McClendon has also moved decisively to accumulate cash to finance exploration and cut down debt. Chesapeake has also announced an asset sale, which includes its midstream unit Chesapeake Midstream Partners LP (CHKM), which will fetch about $4 billion. It has also put over 300,000 acres of its Utica-Point Pleasant acreage and this should fetch another $4 billion or so.
This entire mess may well put Chesapeake into play as a possible acquisition and I believe that major companies who would be interested in acquiring this major natural gas producer will include Exxon Mobil (XOM), Chevron (CVX) and Shell (RDS.A). After all, gas prices are at a 10-year low and the valuation of Chesapeake could make it attractive for the long term. This would be a cheap way of boosting reserves and this may well be a once-in-a-lifetime opportunity.
Personally, I tend to agree with the bullish view that a new style of management could do wonders for the company. McClendon could continue to be a valuable asset provided the new board of directors can put a leash on him and force him to behave more responsibly. A recovery in the natural gas market prices can also do wonders for the bottom line.

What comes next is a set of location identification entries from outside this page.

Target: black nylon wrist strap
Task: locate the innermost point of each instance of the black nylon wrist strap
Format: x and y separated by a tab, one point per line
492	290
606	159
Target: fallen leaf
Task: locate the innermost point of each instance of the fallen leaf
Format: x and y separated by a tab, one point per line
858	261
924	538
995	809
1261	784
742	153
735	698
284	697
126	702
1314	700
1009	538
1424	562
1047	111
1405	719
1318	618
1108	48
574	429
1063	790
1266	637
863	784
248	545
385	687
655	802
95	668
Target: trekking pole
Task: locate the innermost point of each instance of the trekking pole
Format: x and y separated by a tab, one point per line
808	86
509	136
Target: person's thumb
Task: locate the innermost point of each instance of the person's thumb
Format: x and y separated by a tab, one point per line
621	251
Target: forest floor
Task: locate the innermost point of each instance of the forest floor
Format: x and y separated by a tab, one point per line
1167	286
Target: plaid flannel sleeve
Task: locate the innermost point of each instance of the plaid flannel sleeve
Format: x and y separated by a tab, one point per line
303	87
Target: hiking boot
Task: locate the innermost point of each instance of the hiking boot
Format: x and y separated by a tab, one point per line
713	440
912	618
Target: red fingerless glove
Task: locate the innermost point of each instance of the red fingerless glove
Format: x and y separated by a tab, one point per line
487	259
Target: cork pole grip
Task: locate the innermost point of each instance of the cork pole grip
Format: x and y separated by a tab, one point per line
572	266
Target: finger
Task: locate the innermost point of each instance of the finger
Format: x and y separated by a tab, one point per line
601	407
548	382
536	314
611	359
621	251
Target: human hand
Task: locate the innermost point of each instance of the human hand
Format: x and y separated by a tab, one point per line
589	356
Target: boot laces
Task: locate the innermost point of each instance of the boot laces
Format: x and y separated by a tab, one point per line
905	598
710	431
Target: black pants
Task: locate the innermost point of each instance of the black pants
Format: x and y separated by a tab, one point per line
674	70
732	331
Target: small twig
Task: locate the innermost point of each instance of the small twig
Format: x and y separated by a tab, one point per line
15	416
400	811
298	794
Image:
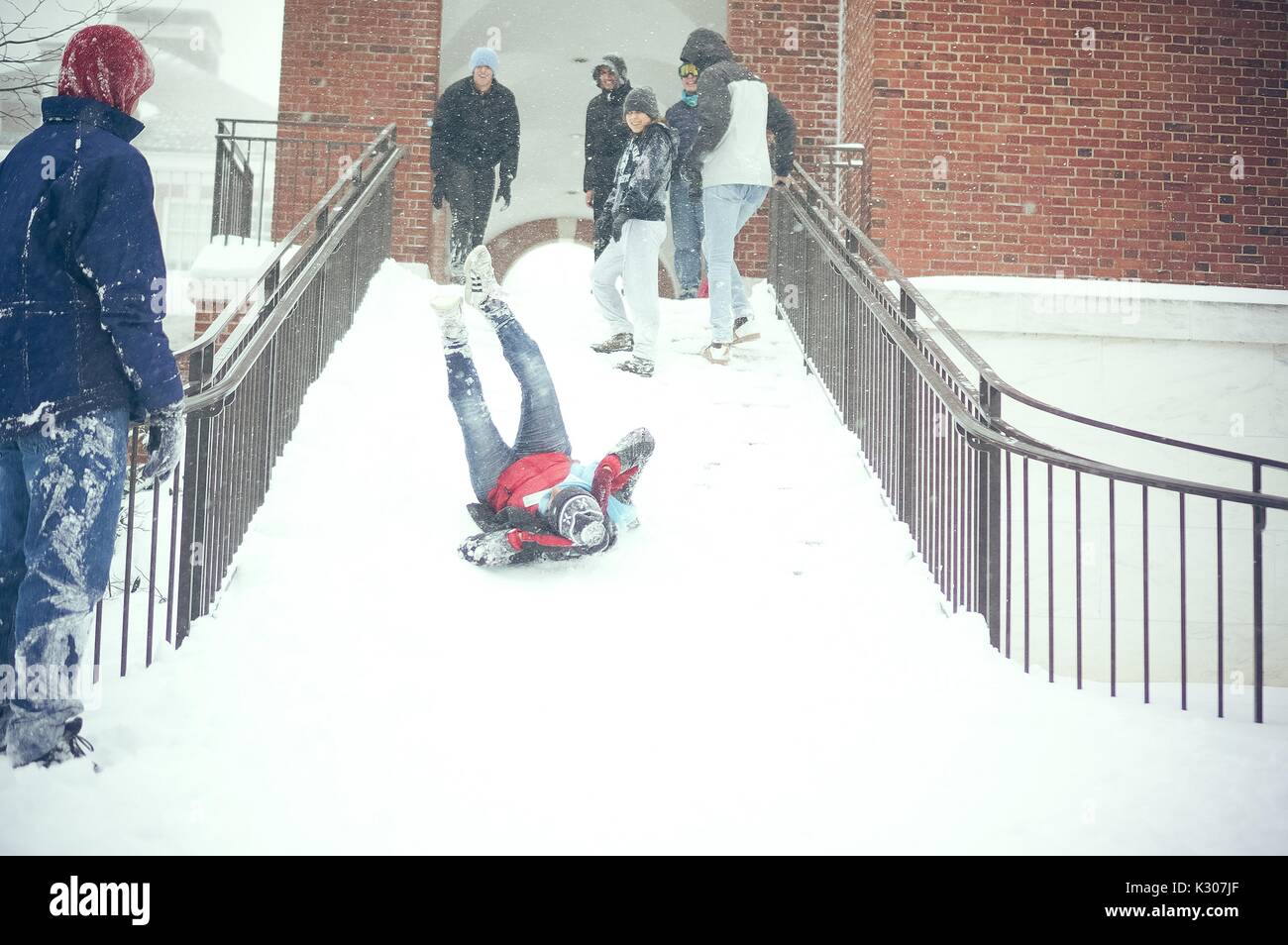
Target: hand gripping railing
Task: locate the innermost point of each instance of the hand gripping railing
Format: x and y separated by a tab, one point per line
244	393
964	481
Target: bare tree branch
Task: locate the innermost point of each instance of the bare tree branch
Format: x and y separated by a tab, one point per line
31	72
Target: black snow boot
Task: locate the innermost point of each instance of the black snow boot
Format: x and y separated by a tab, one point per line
72	744
622	342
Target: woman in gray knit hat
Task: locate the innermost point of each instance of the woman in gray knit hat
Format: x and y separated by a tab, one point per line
636	210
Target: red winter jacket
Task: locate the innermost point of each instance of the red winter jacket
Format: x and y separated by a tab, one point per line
528	476
532	475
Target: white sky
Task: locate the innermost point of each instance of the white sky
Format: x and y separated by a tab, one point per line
252	34
253	43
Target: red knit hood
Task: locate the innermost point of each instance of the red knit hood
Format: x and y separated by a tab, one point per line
107	64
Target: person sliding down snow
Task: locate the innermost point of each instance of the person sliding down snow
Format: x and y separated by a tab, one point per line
535	501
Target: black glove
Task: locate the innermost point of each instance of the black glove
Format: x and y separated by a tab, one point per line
618	223
165	442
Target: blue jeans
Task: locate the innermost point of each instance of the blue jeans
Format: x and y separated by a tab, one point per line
60	485
687	236
541	428
725	209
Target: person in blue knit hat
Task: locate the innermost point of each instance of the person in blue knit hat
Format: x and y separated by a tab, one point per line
476	129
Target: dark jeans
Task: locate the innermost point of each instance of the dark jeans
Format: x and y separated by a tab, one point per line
541	428
60	485
469	191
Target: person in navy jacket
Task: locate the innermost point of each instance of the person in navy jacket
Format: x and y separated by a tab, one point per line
686	211
81	355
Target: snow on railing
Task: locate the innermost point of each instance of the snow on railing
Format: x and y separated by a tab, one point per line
1137	580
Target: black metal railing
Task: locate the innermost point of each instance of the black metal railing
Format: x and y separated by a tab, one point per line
244	393
1091	559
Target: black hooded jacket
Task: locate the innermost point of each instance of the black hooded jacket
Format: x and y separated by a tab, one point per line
606	133
643	174
717	71
475	129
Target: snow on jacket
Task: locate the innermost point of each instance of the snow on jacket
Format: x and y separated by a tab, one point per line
81	270
643	174
734	111
686	123
606	137
476	129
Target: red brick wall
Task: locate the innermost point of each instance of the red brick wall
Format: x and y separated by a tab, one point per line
859	38
794	46
370	63
1104	155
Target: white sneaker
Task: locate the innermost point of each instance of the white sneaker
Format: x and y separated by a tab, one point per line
480	277
447	306
716	355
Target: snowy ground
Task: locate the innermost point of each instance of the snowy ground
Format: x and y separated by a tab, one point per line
761	667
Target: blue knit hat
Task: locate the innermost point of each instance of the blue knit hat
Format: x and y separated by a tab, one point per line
484	56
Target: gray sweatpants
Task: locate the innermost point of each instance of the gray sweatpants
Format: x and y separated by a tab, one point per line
634	258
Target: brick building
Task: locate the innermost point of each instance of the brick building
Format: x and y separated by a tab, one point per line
1108	138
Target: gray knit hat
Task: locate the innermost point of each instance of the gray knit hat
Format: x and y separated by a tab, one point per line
613	63
642	99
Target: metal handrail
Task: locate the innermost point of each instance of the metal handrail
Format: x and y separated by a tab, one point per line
210	335
223	390
988	435
986	370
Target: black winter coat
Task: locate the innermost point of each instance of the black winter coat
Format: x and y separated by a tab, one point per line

I would consider Chesapeake to be an irresistible buy at this point in time. In addition to the acquisition possibilities and the changed board of directors, the fundamentals themselves are compelling. With a price to book ratio of 0.7 and a price-earnings ratio in the region of 7, you can hardly go wrong on an investment on which I see plenty of upside and very little downside. Even if you are currently reluctant to invest, hold on to your existing positions in the stock and wait for the price appreciation.